My history hero: Martha Lane Fox chooses Hedy Lamarr (1914–2000)
Internet entrepreneur and philanthropist Martha Lane Fox chooses actor and inventor Hedy Lamarr as her history hero
Hedy Lamarr: in profile
Born Hedwig Kiesler in Vienna into a wealthy Jewish family, Hedy Lamarr is best known for starring in hit Hollywood films such as Lady of the Tropics (1939) and Boom Town (1940). She was also a gifted inventor, helping develop a radio guidance system for torpedoes to counter the threat of jamming, patented during the Second World War. The principles of her work are incorporated into Bluetooth and Wi-Fi technology. The six-times-married mother-of-three died a recluse in Florida, aged 85.
When did you first hear about Lamarr?
I've been a big fan of her films – Hollywood classics like Cecil B DeMille's biblical romantic drama Samson and Delilah (1949), which I think is absolutely hilarious – ever since my teens. I quite liked her racy personal life and the fact that she was very much her own woman. However, I learnt a lot more about her from an excellent documentary called Bombshell: The Hedy Lamarr Story which I saw a couple of years ago.
What kind of person was she?
She was incredibly talented. I respect anybody who can move between disciplines like she did, and be both a big-screen star and a serious mathematician, whose research all those years ago helped lay the basis for the infrastructure of Wi-Fi. I think that Hedy was a complicated person, which might go some way to explaining her tempestuous private life. She was also a strong character, an amazing actor and a beautiful woman, although at times she felt she had to play down her glamour for people to see her serious side.
What made her a hero?
The number of women who work in the world of technology today is relatively small and, by and large, they’re not well known. So I think we need to raise the profile of women such as Hedy Lamarr who have made such a significant contribution to all the ways in which we now use technology.

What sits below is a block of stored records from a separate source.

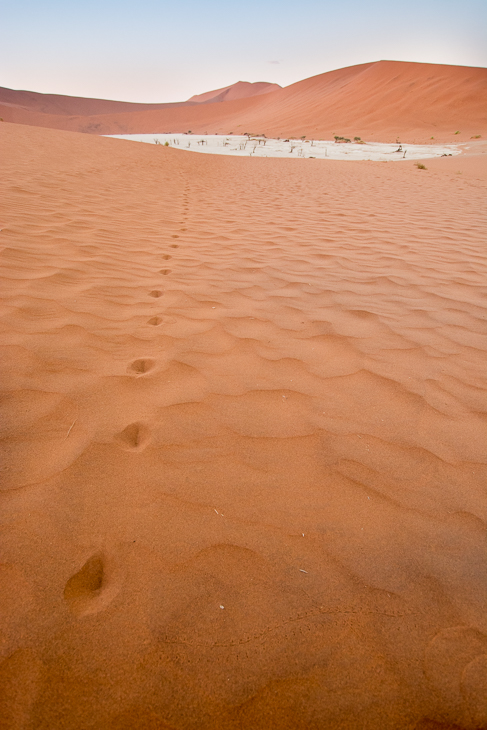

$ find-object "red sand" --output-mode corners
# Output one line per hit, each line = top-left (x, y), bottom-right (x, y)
(188, 81), (282, 103)
(0, 61), (487, 143)
(0, 121), (487, 730)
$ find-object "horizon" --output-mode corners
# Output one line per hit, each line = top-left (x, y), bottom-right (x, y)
(0, 0), (487, 104)
(0, 58), (487, 104)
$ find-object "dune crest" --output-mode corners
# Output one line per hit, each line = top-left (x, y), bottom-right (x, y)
(0, 61), (487, 143)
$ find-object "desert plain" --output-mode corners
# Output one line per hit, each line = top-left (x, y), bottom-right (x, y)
(0, 64), (487, 730)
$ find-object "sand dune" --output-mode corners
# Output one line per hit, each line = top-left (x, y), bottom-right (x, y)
(0, 122), (487, 730)
(0, 61), (487, 143)
(188, 81), (282, 104)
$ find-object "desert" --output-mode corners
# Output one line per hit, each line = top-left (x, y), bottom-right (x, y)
(0, 55), (487, 730)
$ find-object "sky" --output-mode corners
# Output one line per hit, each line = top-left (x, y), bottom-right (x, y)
(0, 0), (487, 103)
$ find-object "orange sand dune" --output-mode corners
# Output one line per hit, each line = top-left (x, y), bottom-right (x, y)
(0, 122), (487, 730)
(189, 81), (282, 103)
(0, 61), (487, 143)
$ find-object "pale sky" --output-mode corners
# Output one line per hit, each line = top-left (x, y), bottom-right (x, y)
(0, 0), (487, 102)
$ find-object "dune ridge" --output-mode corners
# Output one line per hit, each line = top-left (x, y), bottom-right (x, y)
(0, 122), (487, 730)
(188, 81), (282, 104)
(0, 61), (487, 143)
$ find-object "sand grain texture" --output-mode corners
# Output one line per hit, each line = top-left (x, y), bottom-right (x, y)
(0, 124), (487, 730)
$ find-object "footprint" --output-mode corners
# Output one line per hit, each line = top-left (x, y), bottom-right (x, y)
(64, 553), (121, 616)
(127, 357), (156, 376)
(115, 423), (150, 451)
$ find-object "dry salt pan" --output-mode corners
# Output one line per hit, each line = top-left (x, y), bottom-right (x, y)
(106, 134), (461, 162)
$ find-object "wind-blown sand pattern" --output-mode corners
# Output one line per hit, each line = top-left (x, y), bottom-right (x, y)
(0, 123), (487, 730)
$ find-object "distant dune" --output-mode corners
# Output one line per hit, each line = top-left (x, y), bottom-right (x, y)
(0, 61), (487, 142)
(189, 81), (282, 104)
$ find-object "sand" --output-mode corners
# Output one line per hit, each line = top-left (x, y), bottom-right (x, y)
(105, 134), (464, 162)
(0, 61), (487, 144)
(188, 81), (282, 104)
(0, 122), (487, 730)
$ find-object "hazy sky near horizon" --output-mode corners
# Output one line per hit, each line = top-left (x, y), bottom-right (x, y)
(0, 0), (487, 102)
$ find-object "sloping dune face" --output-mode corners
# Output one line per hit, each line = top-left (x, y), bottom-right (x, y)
(0, 124), (487, 730)
(0, 61), (487, 143)
(189, 81), (282, 104)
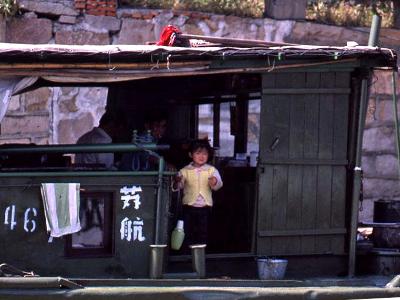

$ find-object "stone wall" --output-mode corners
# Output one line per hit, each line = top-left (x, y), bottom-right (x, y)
(0, 0), (400, 220)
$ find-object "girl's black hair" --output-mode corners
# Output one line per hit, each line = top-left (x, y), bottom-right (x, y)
(189, 139), (214, 161)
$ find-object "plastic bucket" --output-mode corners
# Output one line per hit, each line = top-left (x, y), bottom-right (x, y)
(257, 258), (288, 280)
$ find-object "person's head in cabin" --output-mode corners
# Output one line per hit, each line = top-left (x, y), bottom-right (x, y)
(99, 113), (125, 142)
(144, 110), (168, 141)
(189, 139), (214, 167)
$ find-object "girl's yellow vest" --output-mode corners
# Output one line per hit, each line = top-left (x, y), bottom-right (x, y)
(181, 165), (215, 206)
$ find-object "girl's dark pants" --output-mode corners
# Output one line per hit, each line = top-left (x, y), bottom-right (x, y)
(183, 205), (211, 250)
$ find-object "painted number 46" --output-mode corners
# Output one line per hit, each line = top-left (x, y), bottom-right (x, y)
(4, 205), (37, 232)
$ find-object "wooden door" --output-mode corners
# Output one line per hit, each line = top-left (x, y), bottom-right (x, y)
(257, 71), (350, 255)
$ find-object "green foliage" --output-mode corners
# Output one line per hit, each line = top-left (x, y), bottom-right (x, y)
(0, 0), (18, 17)
(120, 0), (264, 18)
(307, 0), (394, 27)
(120, 0), (394, 27)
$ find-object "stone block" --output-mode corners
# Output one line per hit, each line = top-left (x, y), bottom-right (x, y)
(6, 18), (53, 44)
(358, 198), (376, 222)
(361, 155), (376, 176)
(7, 95), (21, 111)
(363, 126), (395, 153)
(58, 15), (76, 24)
(24, 88), (51, 112)
(32, 137), (50, 145)
(376, 154), (399, 178)
(287, 22), (368, 46)
(18, 0), (78, 16)
(364, 178), (400, 199)
(116, 18), (154, 45)
(57, 113), (94, 144)
(0, 138), (31, 145)
(370, 97), (400, 124)
(265, 0), (307, 20)
(84, 15), (121, 32)
(55, 31), (110, 45)
(1, 115), (49, 135)
(371, 70), (400, 95)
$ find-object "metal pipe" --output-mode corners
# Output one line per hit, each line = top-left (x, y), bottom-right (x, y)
(149, 245), (167, 279)
(392, 71), (400, 175)
(154, 156), (165, 245)
(0, 144), (169, 154)
(0, 171), (162, 178)
(368, 14), (382, 47)
(348, 79), (368, 276)
(189, 244), (206, 278)
(0, 277), (83, 289)
(348, 15), (382, 277)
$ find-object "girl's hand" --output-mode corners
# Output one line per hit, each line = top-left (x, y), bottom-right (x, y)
(172, 175), (183, 189)
(208, 176), (217, 187)
(174, 175), (182, 184)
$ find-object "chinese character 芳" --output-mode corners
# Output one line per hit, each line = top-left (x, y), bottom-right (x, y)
(120, 186), (142, 209)
(120, 217), (146, 242)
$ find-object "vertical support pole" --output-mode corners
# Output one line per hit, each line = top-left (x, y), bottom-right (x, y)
(348, 15), (382, 277)
(213, 102), (221, 148)
(235, 94), (249, 154)
(348, 79), (368, 277)
(154, 156), (165, 245)
(368, 15), (382, 47)
(190, 244), (206, 278)
(149, 245), (167, 279)
(392, 71), (400, 177)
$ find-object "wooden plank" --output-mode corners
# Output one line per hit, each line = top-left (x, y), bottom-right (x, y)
(267, 96), (290, 159)
(263, 159), (348, 166)
(263, 87), (351, 95)
(286, 72), (306, 254)
(270, 165), (289, 254)
(331, 167), (347, 254)
(286, 165), (303, 254)
(301, 73), (320, 254)
(257, 164), (274, 255)
(331, 73), (350, 254)
(259, 73), (276, 163)
(256, 73), (276, 255)
(258, 227), (347, 237)
(315, 72), (335, 253)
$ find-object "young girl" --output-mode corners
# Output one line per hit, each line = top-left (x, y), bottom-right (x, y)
(173, 140), (222, 245)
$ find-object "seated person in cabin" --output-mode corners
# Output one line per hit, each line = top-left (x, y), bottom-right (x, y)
(172, 140), (222, 245)
(119, 111), (167, 171)
(75, 113), (124, 169)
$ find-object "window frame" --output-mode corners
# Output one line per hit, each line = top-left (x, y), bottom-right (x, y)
(65, 191), (115, 258)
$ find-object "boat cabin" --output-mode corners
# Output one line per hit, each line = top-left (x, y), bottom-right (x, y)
(0, 44), (396, 278)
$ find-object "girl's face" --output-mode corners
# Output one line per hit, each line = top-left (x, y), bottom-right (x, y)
(190, 148), (208, 167)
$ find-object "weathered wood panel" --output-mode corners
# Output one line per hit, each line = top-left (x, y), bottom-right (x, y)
(257, 72), (350, 255)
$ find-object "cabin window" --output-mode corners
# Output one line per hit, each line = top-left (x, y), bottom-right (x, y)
(247, 100), (261, 154)
(66, 192), (113, 257)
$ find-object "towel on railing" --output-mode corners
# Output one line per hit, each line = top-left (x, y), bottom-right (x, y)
(41, 183), (81, 237)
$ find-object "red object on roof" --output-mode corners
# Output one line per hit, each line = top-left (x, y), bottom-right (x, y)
(157, 25), (182, 46)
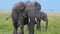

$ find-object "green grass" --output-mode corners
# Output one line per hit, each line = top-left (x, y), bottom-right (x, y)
(0, 12), (60, 34)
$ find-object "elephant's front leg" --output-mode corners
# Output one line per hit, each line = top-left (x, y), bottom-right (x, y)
(37, 20), (41, 31)
(19, 17), (24, 34)
(28, 19), (35, 34)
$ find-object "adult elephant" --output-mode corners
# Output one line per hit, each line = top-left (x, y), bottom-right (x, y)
(36, 11), (48, 30)
(11, 1), (41, 34)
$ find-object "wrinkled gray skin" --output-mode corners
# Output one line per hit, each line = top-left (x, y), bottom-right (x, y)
(36, 11), (48, 30)
(11, 2), (41, 34)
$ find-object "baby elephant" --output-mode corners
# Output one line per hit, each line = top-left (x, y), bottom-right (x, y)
(36, 11), (48, 30)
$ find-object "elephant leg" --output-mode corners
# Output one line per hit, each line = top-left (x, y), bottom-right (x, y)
(13, 22), (18, 34)
(18, 17), (24, 34)
(46, 20), (48, 30)
(28, 18), (35, 34)
(12, 14), (19, 34)
(37, 20), (41, 31)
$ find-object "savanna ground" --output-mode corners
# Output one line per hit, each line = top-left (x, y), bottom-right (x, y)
(0, 11), (60, 34)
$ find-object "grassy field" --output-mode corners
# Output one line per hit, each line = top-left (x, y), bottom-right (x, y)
(0, 11), (60, 34)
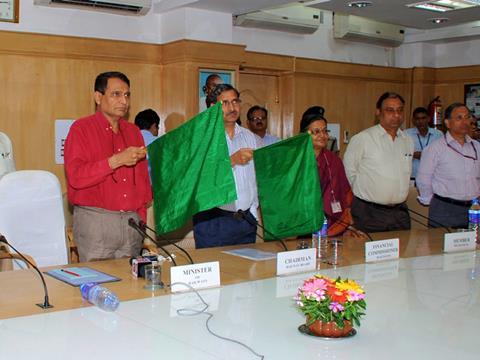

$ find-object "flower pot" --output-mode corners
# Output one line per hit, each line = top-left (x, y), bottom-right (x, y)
(307, 319), (353, 337)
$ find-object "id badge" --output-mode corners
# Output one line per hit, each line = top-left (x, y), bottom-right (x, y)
(331, 201), (342, 214)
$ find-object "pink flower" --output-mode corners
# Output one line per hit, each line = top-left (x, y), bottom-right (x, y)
(347, 290), (365, 301)
(300, 278), (328, 298)
(328, 302), (345, 313)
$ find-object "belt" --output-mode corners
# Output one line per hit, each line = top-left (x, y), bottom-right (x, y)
(355, 196), (405, 209)
(193, 208), (249, 224)
(433, 194), (472, 207)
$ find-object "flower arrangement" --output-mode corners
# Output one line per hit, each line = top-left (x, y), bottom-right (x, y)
(294, 275), (367, 329)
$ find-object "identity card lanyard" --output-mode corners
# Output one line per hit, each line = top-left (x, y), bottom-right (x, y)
(417, 133), (432, 151)
(323, 153), (342, 214)
(444, 135), (478, 161)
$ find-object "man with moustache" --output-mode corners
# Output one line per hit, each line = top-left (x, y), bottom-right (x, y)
(417, 103), (480, 228)
(405, 107), (443, 180)
(200, 74), (223, 112)
(65, 72), (152, 262)
(193, 84), (260, 249)
(247, 105), (280, 146)
(343, 92), (413, 232)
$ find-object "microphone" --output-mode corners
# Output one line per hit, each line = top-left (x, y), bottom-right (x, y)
(128, 218), (177, 266)
(0, 234), (53, 309)
(328, 216), (374, 241)
(233, 210), (288, 251)
(138, 220), (195, 264)
(408, 208), (451, 233)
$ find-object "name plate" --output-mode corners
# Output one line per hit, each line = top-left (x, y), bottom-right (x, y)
(443, 231), (477, 252)
(170, 261), (220, 292)
(365, 238), (400, 262)
(277, 249), (317, 275)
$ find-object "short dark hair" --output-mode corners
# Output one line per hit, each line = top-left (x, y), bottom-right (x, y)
(207, 84), (240, 105)
(247, 105), (268, 121)
(444, 102), (470, 119)
(413, 106), (430, 116)
(376, 91), (405, 110)
(135, 109), (160, 130)
(302, 105), (325, 119)
(300, 105), (327, 132)
(94, 71), (130, 94)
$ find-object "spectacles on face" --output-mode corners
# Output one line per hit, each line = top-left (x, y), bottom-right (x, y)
(383, 107), (403, 115)
(248, 116), (267, 121)
(107, 91), (130, 100)
(222, 98), (242, 107)
(451, 114), (473, 121)
(308, 128), (330, 136)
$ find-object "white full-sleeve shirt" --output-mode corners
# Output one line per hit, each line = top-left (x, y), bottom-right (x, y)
(343, 125), (413, 205)
(220, 124), (261, 218)
(0, 132), (15, 179)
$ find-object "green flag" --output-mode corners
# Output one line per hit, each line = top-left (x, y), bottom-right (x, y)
(253, 134), (323, 240)
(148, 103), (237, 233)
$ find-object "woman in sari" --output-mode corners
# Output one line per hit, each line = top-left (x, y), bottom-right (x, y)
(300, 109), (363, 236)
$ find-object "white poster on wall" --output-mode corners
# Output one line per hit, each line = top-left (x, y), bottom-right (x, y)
(55, 119), (75, 165)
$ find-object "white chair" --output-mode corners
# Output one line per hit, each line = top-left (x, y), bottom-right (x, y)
(0, 170), (68, 267)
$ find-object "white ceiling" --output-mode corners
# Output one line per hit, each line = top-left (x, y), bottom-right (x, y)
(154, 0), (480, 29)
(311, 0), (480, 29)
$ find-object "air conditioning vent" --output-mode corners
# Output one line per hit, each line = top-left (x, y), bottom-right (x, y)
(233, 5), (323, 34)
(34, 0), (152, 15)
(333, 13), (405, 47)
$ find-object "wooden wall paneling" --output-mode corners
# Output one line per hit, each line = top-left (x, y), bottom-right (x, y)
(0, 32), (162, 194)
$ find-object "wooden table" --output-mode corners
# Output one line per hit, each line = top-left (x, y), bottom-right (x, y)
(0, 229), (445, 319)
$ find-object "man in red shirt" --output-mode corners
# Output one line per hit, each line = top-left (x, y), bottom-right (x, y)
(64, 72), (152, 261)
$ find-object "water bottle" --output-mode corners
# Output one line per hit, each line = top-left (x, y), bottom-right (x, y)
(312, 217), (328, 259)
(80, 283), (120, 311)
(468, 199), (480, 243)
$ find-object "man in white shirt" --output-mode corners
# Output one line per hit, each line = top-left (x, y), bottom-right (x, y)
(0, 132), (15, 179)
(193, 84), (260, 249)
(247, 105), (280, 146)
(344, 92), (413, 232)
(405, 107), (443, 180)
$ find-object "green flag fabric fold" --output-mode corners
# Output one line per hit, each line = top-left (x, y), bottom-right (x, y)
(253, 134), (324, 240)
(147, 103), (237, 233)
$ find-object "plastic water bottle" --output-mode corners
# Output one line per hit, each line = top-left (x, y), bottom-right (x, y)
(80, 283), (120, 311)
(312, 217), (328, 259)
(468, 199), (480, 243)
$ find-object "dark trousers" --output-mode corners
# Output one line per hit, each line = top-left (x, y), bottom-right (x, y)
(352, 196), (410, 233)
(428, 197), (469, 228)
(193, 208), (257, 249)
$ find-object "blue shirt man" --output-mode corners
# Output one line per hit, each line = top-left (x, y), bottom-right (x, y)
(405, 107), (443, 179)
(135, 109), (160, 176)
(247, 105), (280, 147)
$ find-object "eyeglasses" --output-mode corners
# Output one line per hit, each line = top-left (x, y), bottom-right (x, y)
(450, 114), (473, 121)
(108, 91), (130, 100)
(308, 128), (330, 136)
(222, 99), (242, 106)
(248, 116), (267, 121)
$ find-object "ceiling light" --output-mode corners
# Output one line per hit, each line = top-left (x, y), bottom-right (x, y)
(347, 1), (372, 9)
(406, 0), (480, 12)
(428, 18), (449, 24)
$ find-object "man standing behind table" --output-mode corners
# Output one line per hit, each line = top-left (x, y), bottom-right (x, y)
(0, 132), (15, 179)
(343, 92), (413, 232)
(193, 84), (260, 249)
(417, 103), (480, 227)
(405, 107), (443, 180)
(135, 109), (160, 146)
(65, 72), (152, 261)
(247, 105), (280, 146)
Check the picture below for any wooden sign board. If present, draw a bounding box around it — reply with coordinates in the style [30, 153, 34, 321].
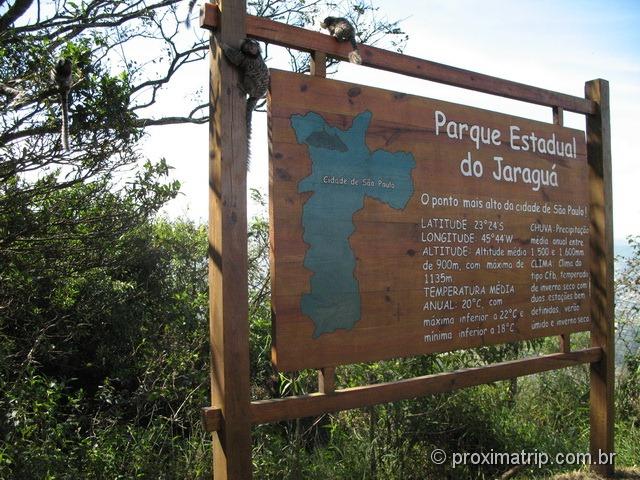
[269, 70, 591, 371]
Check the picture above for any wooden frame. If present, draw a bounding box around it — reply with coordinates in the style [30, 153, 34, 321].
[201, 0, 614, 480]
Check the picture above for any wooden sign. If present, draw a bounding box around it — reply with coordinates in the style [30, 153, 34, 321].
[269, 70, 591, 371]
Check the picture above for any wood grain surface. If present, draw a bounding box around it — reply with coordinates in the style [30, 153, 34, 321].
[269, 70, 591, 370]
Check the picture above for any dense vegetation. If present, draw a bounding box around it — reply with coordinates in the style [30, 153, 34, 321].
[0, 0, 640, 480]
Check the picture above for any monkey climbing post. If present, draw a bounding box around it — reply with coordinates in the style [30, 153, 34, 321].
[201, 0, 614, 479]
[209, 0, 251, 480]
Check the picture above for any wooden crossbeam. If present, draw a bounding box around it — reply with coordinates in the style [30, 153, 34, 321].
[203, 347, 602, 428]
[200, 3, 596, 114]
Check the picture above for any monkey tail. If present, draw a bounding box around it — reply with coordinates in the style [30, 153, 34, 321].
[246, 97, 259, 169]
[184, 0, 196, 28]
[247, 97, 259, 139]
[349, 36, 362, 65]
[349, 49, 362, 65]
[60, 91, 69, 151]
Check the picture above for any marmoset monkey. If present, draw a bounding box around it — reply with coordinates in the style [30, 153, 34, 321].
[221, 38, 270, 165]
[320, 17, 362, 65]
[51, 58, 73, 150]
[185, 0, 198, 27]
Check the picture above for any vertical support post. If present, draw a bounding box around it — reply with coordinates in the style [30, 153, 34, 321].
[318, 367, 336, 393]
[552, 106, 571, 353]
[553, 107, 564, 126]
[209, 0, 252, 480]
[585, 79, 615, 477]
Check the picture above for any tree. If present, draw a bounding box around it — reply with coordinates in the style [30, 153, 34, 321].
[0, 0, 408, 478]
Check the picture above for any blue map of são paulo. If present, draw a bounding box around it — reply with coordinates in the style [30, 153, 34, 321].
[291, 111, 416, 338]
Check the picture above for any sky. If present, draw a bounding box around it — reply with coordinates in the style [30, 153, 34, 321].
[145, 0, 640, 255]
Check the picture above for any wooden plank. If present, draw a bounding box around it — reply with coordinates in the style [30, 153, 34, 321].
[269, 70, 590, 370]
[244, 348, 602, 425]
[318, 367, 336, 394]
[553, 107, 564, 126]
[585, 79, 615, 476]
[209, 0, 252, 480]
[311, 52, 327, 77]
[202, 407, 224, 433]
[201, 3, 596, 113]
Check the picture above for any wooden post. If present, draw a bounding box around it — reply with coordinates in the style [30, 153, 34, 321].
[209, 0, 252, 480]
[318, 367, 336, 393]
[585, 79, 615, 477]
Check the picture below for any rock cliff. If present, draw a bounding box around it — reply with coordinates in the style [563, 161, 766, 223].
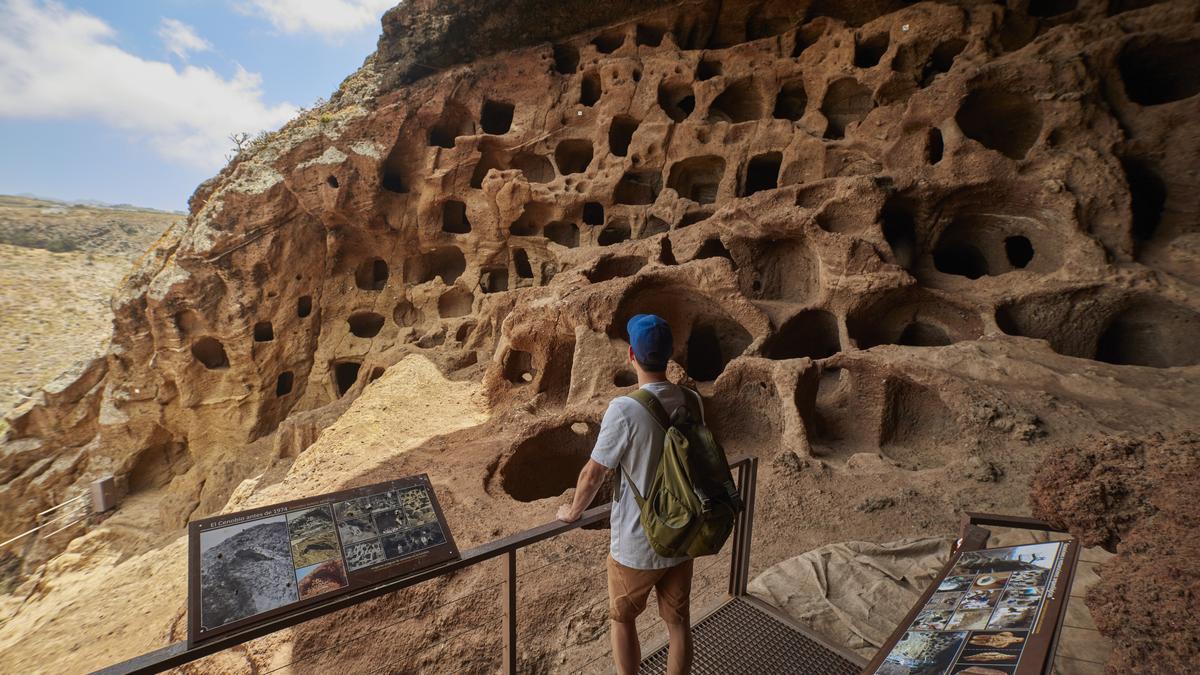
[0, 0, 1200, 668]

I’m rather ashamed to admit it, but it was not until the 2000s that I really appreciated just how important a role she played in laying the groundwork for the modern world of technology.
What was Lamarr's finest hour?
It's her career arc that I really admire. Anyone who developed the frequency-hopping system she co-created in the war, which has contributed so significantly to today's communications technology, while also making a lot of films of real note, has to be a pretty impressive person. She also had the first on-screen orgasm in mainstream cinema history, in the 1933 erotic drama Ecstasy [appearing under the name Hedy Kiesler]!
Is there anything you don't particularly admire about her?
As I’ve mentioned, she had a complex personal life, and it’s unfortunate that that eclipses some of her other achievements. I wonder if a man would have had so much written about his private life?
Can you see any parallels between Lamarr's life and your own?
I’m a frustrated actor and would love to have had a successful Hollywood career, but I’m not nearly as racy as Hedy and not a fraction as glamorous! That said, like her, I’ve always tried to do my own thing and be my own person.